L’artiste, témoin de la beauté cachée ?

26 Juil, 2013 | ART & COMMUNICATION, ART & CULTURE

Artiste beauté cachée

“Comment penser un art humain qui donne à l’homme sa dignité tout en considérant son humble place dans la nature et […] dans le mystère d’une transcendance qu’il pressent ?”

ENTRE INDIVIDUALISME ET NEW AGE

Un large pan de l’écologie contemporaine considère que l’homme est une partie comme une autre du grand tout de la nature et que son action sur elle doit diminuer pour laisser davantage de place au reste de la nature. Cette idée est largement relayée par le mouvement New Age. L’action de l’homme doit régresser et se laisser imprégner par le développement naturel des éléments qui l’entourent. A l’inverse de ce qui conduit à une sacralisation de la nature, la conception individualiste qui gouverne nos pensées depuis quelques siècles pose l’individu comme référence absolue de son action.

On peut déduire de ces différents courants ce qui semble alimenter la conception contemporaine de l’art. Si l’artiste est lui-même sa propre référence, il se ferme à la transcendance (en premier lieu, à la transcendance qu’est la beauté), et il n’entre pas dans la dynamique de gratuité et de don d’une œuvre offerte aux autres, qui le dépasse et dont il n’est pas la fin. L’art n’est plus lié à une quête de beauté, il devient un objet financier et il sert la gloire individuelle de l’artiste.

Si l’action de l’homme doit diminuer, c’est la légitimité de la création artistique qui est remise en cause. N’est-elle pas une atteinte à ce qui est déjà beau en soi, à savoir la beauté de la nature?
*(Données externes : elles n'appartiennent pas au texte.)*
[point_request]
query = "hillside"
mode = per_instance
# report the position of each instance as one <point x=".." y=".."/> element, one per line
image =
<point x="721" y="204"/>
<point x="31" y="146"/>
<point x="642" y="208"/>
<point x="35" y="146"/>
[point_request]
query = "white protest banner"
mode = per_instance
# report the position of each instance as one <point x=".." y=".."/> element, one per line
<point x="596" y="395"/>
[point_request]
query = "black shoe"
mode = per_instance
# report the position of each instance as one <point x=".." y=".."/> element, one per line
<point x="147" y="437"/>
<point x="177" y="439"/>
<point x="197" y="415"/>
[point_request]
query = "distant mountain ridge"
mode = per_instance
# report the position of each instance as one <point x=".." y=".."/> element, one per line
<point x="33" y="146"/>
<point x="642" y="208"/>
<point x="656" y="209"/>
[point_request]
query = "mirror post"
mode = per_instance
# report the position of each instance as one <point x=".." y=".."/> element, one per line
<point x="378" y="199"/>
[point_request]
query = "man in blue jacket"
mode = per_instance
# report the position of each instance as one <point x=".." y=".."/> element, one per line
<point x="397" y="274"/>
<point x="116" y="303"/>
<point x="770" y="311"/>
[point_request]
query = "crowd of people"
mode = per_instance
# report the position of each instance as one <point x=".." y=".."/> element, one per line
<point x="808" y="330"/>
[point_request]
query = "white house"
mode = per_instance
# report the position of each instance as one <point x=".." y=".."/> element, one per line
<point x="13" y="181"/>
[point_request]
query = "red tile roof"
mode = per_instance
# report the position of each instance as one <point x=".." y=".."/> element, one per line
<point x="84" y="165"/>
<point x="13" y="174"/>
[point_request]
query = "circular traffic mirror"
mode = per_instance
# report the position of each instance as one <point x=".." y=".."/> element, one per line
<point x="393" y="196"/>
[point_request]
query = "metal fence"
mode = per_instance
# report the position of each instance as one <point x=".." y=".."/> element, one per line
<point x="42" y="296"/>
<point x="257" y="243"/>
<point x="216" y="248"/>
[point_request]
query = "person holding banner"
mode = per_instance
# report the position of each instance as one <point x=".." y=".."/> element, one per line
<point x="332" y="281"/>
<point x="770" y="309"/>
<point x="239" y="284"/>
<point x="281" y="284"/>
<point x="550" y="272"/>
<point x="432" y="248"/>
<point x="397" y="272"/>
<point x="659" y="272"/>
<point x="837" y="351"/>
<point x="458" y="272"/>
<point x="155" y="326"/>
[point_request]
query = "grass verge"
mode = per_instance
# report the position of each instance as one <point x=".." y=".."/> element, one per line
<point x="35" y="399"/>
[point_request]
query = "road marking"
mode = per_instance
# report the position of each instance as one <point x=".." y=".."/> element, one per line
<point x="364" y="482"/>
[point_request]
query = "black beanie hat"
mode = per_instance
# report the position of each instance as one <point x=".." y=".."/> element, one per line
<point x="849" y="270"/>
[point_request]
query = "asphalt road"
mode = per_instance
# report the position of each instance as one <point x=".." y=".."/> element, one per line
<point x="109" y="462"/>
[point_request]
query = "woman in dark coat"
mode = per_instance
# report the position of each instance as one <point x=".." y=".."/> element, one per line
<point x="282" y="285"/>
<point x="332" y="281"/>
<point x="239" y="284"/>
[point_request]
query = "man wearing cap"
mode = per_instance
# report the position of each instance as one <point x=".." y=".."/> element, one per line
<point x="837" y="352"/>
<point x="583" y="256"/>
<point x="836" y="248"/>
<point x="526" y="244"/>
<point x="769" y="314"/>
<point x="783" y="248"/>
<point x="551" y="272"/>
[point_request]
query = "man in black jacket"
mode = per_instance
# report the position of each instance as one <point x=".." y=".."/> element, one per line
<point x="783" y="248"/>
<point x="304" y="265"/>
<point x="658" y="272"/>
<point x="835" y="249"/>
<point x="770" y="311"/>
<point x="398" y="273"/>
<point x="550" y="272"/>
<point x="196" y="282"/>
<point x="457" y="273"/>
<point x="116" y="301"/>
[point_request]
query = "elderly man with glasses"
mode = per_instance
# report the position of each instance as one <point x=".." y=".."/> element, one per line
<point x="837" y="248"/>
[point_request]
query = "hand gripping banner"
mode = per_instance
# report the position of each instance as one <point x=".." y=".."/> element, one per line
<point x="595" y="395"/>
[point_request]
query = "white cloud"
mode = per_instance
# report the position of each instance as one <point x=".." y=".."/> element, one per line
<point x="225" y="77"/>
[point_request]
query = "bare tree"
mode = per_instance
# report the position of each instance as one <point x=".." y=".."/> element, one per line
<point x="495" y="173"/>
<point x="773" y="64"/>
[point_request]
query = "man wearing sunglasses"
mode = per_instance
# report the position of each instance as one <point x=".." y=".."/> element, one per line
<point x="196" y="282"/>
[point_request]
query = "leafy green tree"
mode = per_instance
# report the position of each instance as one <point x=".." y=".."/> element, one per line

Ce raisonnement semble bien imprégner la philosophie de l’art contemporain selon laquelle l’art est partout, qu’il est dans la nature et dans les choses qui nous entourent, et que peut-être, toute personne qui produit quelque chose est un artiste. Tout est art et chacun est artiste, rien ne sert d’y travailler.

Comment penser un art humain, qui donne à l’homme sa dignité tout en considérant son humble place dans la nature, et – pour celui qui se laisse toucher – dans le mystère d’une transcendance qu’il pressent ?

L’ART COMME CO-CREATION

 « Pour l’artiste, le premier visage de l’amour est celui de la beauté. C’est l’amour de la beauté qui suscite la création artistique. Dire cela peut paraître assez en décalage avec la conception contemporaine de l’art, et on le comprend : est-ce que vraiment le monde est beau ? »

L’art est une action spécifiquement humaine : l’homme, saisi de la beauté (ou de la laideur, comme manque de beauté) de ce qui l’entoure, à laquelle ses sens lui donnent accès, effectue un travail sur la matière, pour créer une œuvre, un nouvel objet dont il est le père, et dont la beauté que ses sens ont décelée pourrait être la mère. C’est bien de lui que l’œuvre provient, elle est née de son travail, elle n’aurait pu advenir sans lui. Pourtant, elle le dépasse. Elle n’aurait pu advenir non plus sans l’attraction subie par l’artiste par une beauté extérieure, par un désir de beauté. L’acte de création ne va pas sans un certain mystère, et nul artiste ne pourrait donner la recette exacte ayant permis de contrôler la conception de son œuvre-enfant, nul artiste ne pourrait dire qu’il a étreint la beauté jusqu’à la posséder entièrement.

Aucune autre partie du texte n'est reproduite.